Bild: Real Fiction Filmverleih

„Wir erträumten uns Chile aus der Ferne. Die Kordillere ist mit ihrer Kraft und ihrem Charakter die Metapher dieses Traums“. So erklärt Patricio Guzmán, der seit langem im Exil lebt, zu Beginn seines neuen Films Die Kordillere der Träume dessen Titel. Nach Nostalgie des Lichts (2010) und Der Perlmuttknopf (2015) schließt Guzmán nun seine Trilogie ab, in der wesentliche Landschaftselemente Chiles bildlich für die Verbrechen der Militärdiktatur oder deren Aufarbeitung stehen. Nach der Wüste und dem Wasser widmet sich der dritte Teil den Anden: Bilder fruchtbarer Täler, zerklüfteter Felsen und schneebedeckter Gipfel ziehen sich durch den ganzen Film – die Berge als Konstante in der Geschichte, stumme Zeugen der Vergangenheit.

Anders als die ersten beiden Filme verbindet Die Kordillere der Träume jedoch die Landschaft nicht direkt mit den Geschehnissen während der Diktatur, was das Sinnbild etwas bemüht wirken lassen könnte – wäre da nicht die dieses Mal dezidiert persönliche, intime Ich-Perspektive Guzmáns. Bilder der Ruine seines Kindheitshauses stehen am Beginn der Auseinander­setzung mit der zerstörten Kindheit und Jugend so vieler, die sich zu Allendes Zeiten für eine bessere Gesellschaft engagierten.

Weggefährt*innen und Zeitzeug*innen, darunter die Musikerin Javiera Parra und der Dokumentarfilmer Pablo Salas, erzählen von ihren persönlichen Schrecken und der Repression nach dem Putsch: die Angst der Eltern, Hausdurchsuchungen, Aufwachen mit einem Maschinengewehr am Hals.
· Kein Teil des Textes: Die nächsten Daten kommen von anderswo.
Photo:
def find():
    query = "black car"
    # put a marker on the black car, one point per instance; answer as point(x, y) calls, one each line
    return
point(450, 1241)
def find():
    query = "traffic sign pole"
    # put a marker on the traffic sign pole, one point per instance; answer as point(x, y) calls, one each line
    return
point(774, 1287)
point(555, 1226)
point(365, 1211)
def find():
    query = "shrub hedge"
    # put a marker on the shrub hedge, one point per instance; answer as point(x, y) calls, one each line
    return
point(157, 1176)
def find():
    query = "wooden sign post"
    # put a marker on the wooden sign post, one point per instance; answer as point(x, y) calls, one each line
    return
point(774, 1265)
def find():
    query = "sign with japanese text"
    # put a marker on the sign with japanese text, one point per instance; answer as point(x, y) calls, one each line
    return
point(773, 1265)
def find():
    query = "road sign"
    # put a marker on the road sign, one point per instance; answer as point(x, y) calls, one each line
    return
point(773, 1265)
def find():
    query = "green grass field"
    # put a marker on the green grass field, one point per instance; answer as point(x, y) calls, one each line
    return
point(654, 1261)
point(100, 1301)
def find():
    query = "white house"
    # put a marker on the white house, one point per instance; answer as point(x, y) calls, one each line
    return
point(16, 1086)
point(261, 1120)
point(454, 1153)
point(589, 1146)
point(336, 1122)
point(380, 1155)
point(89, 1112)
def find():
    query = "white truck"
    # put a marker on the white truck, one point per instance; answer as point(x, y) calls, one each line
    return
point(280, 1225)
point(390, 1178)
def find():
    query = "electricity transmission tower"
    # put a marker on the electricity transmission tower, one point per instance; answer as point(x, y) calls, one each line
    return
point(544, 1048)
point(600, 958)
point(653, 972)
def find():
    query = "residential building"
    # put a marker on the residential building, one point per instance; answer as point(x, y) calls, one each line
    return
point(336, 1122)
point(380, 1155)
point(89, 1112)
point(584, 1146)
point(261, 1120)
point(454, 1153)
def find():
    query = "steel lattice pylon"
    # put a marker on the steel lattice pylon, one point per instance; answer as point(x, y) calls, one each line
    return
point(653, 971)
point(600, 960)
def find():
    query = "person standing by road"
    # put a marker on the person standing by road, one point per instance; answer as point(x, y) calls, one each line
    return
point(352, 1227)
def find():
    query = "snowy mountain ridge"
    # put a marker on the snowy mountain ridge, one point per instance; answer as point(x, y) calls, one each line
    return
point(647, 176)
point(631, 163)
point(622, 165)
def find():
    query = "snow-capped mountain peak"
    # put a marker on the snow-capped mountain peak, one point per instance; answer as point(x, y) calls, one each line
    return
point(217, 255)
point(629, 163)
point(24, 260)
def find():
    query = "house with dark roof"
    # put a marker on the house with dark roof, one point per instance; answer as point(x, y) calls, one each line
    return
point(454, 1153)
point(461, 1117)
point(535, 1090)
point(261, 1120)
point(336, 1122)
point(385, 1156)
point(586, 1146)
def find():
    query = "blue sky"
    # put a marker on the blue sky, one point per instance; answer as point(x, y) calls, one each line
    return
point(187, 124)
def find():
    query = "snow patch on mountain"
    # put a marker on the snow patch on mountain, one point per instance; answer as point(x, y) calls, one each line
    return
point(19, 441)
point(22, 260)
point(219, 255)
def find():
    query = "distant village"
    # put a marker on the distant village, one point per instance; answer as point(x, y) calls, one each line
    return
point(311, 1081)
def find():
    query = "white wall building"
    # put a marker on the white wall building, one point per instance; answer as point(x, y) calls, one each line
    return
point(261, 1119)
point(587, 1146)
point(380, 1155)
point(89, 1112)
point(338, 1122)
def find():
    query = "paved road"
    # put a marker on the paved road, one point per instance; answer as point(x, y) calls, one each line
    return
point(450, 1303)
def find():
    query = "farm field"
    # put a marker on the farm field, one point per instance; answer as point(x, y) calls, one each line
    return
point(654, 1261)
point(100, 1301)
Salas blieb in Chile und dokumentierte später die von den Staatsmedien totgeschwiegene Repression. Szenen aus seinem umfangreichen Archiv zeigen aus nächster Nähe Demonstrationen während der Diktatur und die gewaltsame Reaktion der Sicherheitskräfte, darunter einen bedrückenden Moment, in dem Militärs ein ganzes Stadtviertel durchsuchen und alle erwachsenen Männer mitnehmen. Aufnahmen aktueller Polizeigewalt verdeutlichen anschließend die Kontinuität der Repression.
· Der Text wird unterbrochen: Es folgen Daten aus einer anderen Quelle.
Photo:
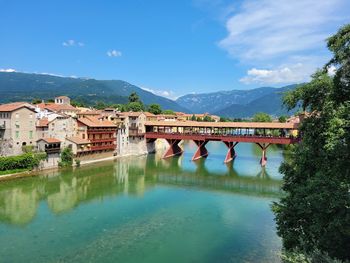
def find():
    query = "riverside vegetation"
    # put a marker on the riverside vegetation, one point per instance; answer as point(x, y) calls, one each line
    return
point(313, 218)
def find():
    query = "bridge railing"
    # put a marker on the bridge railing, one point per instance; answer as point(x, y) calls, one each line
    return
point(287, 136)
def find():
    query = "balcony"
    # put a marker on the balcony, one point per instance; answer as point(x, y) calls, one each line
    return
point(103, 140)
point(103, 147)
point(135, 132)
point(49, 150)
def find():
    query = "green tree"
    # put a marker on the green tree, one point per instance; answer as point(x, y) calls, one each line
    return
point(134, 97)
point(262, 117)
point(66, 157)
point(155, 109)
point(100, 105)
point(135, 106)
point(314, 214)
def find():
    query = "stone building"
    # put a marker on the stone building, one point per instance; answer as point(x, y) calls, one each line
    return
point(17, 127)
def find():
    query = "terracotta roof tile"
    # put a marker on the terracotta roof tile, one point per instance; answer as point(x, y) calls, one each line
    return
point(50, 140)
point(15, 106)
point(95, 122)
point(78, 140)
point(43, 123)
point(266, 125)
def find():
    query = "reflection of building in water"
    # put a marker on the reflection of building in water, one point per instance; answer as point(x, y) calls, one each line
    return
point(18, 206)
point(135, 167)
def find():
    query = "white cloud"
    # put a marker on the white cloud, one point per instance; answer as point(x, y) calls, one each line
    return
point(164, 93)
point(7, 70)
point(72, 43)
point(267, 29)
point(287, 74)
point(114, 53)
point(282, 41)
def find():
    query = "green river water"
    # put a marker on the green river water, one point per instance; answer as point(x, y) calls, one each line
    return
point(145, 209)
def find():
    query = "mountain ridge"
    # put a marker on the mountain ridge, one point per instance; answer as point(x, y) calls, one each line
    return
point(18, 86)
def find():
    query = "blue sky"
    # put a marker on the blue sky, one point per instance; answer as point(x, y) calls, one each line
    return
point(171, 47)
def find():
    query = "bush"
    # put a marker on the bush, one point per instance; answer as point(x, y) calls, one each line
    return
point(23, 161)
point(77, 162)
point(66, 157)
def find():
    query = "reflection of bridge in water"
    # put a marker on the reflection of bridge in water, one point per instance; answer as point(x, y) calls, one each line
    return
point(230, 133)
point(169, 172)
point(65, 190)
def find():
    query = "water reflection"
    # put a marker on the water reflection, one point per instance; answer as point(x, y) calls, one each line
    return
point(65, 190)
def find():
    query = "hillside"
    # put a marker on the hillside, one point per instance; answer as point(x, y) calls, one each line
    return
point(17, 86)
point(216, 101)
point(270, 103)
point(238, 103)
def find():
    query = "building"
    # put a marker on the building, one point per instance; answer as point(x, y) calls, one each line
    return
point(17, 127)
point(136, 143)
point(100, 133)
point(79, 147)
point(61, 106)
point(52, 147)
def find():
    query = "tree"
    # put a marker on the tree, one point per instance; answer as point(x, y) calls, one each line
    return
point(314, 214)
point(100, 105)
point(262, 117)
point(155, 109)
point(133, 97)
point(135, 106)
point(66, 157)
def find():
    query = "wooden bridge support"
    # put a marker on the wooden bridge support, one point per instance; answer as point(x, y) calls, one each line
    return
point(201, 152)
point(231, 154)
point(263, 147)
point(174, 148)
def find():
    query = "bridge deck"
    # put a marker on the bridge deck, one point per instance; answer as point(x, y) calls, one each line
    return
point(226, 138)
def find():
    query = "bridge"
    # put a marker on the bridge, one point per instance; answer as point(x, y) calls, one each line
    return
point(230, 133)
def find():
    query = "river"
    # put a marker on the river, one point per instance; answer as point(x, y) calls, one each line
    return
point(146, 209)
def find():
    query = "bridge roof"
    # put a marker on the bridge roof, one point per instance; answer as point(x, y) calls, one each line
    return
point(261, 125)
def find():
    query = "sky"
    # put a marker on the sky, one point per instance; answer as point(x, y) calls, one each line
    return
point(172, 48)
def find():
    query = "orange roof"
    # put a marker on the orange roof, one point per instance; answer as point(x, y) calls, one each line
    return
point(132, 114)
point(43, 123)
point(95, 122)
point(149, 114)
point(78, 140)
point(92, 112)
point(59, 107)
point(15, 106)
point(50, 140)
point(266, 125)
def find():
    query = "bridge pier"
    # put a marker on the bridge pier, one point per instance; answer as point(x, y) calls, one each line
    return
point(174, 148)
point(231, 153)
point(201, 151)
point(263, 147)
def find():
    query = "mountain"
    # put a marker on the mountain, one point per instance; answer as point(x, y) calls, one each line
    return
point(216, 101)
point(270, 103)
point(238, 103)
point(15, 86)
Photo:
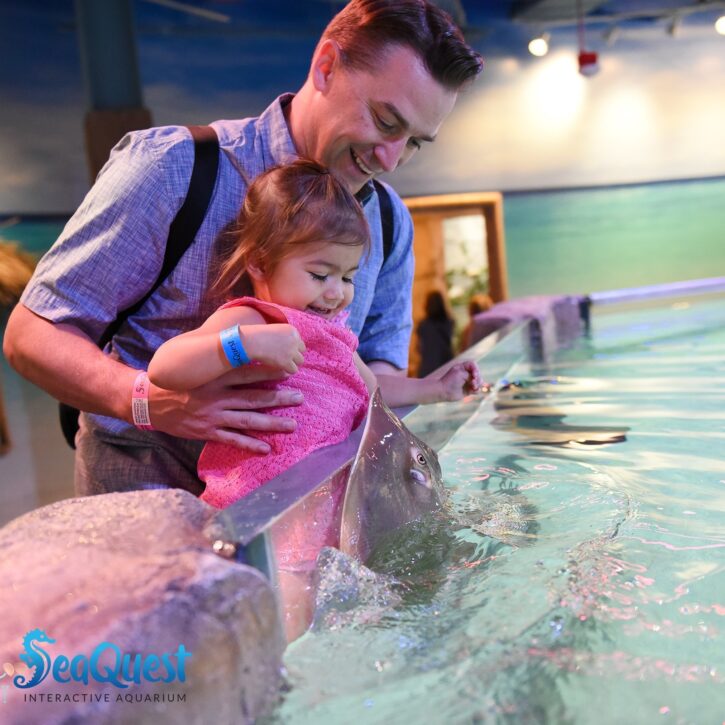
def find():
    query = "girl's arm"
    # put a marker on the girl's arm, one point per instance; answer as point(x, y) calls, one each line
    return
point(459, 380)
point(197, 357)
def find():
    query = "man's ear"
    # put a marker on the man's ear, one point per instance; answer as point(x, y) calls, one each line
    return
point(324, 63)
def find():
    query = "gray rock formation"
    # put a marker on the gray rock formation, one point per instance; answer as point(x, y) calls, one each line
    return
point(136, 570)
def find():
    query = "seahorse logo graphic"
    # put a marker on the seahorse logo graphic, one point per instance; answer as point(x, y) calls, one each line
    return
point(35, 658)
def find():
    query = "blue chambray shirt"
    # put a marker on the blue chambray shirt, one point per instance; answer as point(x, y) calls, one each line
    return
point(110, 252)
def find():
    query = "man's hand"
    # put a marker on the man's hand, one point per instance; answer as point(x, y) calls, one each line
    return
point(277, 345)
point(224, 412)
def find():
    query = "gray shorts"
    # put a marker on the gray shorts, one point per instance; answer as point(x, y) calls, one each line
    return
point(106, 463)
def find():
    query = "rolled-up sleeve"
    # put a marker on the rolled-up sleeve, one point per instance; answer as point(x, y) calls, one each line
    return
point(389, 322)
point(111, 251)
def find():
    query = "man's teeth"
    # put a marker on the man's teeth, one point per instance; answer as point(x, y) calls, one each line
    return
point(361, 165)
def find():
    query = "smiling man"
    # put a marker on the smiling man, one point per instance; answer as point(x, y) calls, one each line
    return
point(383, 78)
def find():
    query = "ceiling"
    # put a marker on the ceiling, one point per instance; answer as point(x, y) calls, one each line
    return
point(479, 18)
point(565, 12)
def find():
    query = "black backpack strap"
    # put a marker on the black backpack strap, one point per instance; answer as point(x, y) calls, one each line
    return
point(188, 219)
point(181, 234)
point(386, 218)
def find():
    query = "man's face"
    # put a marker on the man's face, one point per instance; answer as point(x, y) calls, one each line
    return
point(370, 122)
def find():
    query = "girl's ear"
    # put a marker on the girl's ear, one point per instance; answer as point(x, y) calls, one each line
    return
point(255, 272)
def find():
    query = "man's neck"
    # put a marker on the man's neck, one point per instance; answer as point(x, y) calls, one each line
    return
point(292, 113)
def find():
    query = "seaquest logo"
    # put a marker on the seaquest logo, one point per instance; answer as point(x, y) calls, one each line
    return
point(105, 664)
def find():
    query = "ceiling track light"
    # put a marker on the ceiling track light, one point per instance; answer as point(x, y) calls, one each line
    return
point(539, 46)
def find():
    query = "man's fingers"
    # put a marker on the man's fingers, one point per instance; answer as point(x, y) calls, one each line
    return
point(254, 399)
point(247, 420)
point(239, 440)
point(252, 374)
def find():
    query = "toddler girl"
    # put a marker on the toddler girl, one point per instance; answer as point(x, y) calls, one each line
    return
point(299, 241)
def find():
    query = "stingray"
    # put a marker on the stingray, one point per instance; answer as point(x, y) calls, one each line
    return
point(395, 479)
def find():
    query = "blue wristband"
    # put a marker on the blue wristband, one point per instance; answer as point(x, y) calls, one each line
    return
point(233, 348)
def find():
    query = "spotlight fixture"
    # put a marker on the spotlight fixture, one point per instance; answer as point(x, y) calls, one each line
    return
point(539, 46)
point(588, 63)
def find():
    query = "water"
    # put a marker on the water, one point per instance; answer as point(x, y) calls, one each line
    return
point(581, 241)
point(612, 611)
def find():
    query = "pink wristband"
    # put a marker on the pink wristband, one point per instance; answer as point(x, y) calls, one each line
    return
point(140, 402)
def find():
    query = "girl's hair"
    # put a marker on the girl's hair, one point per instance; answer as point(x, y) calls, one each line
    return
point(285, 207)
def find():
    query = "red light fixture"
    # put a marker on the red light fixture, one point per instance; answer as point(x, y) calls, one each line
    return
point(588, 60)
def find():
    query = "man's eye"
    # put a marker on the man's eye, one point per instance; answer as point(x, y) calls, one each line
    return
point(384, 125)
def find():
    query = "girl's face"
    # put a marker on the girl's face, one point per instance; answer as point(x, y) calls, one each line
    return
point(316, 279)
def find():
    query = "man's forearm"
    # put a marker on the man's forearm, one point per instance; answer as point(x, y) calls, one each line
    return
point(64, 362)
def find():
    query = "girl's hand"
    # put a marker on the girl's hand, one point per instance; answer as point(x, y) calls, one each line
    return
point(277, 345)
point(460, 380)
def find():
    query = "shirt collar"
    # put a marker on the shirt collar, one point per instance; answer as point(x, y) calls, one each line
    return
point(277, 145)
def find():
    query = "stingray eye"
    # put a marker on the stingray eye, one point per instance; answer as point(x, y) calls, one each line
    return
point(419, 477)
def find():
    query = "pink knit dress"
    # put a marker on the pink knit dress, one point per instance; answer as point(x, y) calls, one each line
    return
point(335, 403)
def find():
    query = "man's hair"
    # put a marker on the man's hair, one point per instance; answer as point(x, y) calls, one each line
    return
point(285, 207)
point(365, 28)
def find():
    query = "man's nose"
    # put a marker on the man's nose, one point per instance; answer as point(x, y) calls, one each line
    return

Die Kordillere der Träume verwebt erneut gekonnt Schrecken und Schönheit zu einem ernsten und doch poetischen Gesamtkunstwerk. Mehr als die Vorgängerfilme schlägt es dabei den Bogen zur heutigen politischen Situation Chiles und analysiert aus der Perspektive von Guzmáns Gesprächspartner*innen auch die Prägung der Gesellschaft durch den mit brachialer Gewalt durchgesetzten Neoliberalismus: Die wirtschaftliche Ausbeutung geht weiter, die soziale Kluft ist enorm und die Gesellschaft individualisiert. Dazu passen Guzmáns Bilder von Tagebauen im Hochgebirge, Geisterzügen, die das chilenische Kupfer vorbei an namenlosen, verarmten Dörfern abtransportieren, oder den verlassenen Büros von Pinochet und seiner Junta.

Am Ende des noch vor Beginn der Protestwelle im Oktober 2019 gedrehten, in Cannes preisgekrönten Films wünscht sich Patricio Guzmán, Chile möge seine Kindheit und Freude zurückgewinnen. Möge sein Traum in Erfüllung gehen.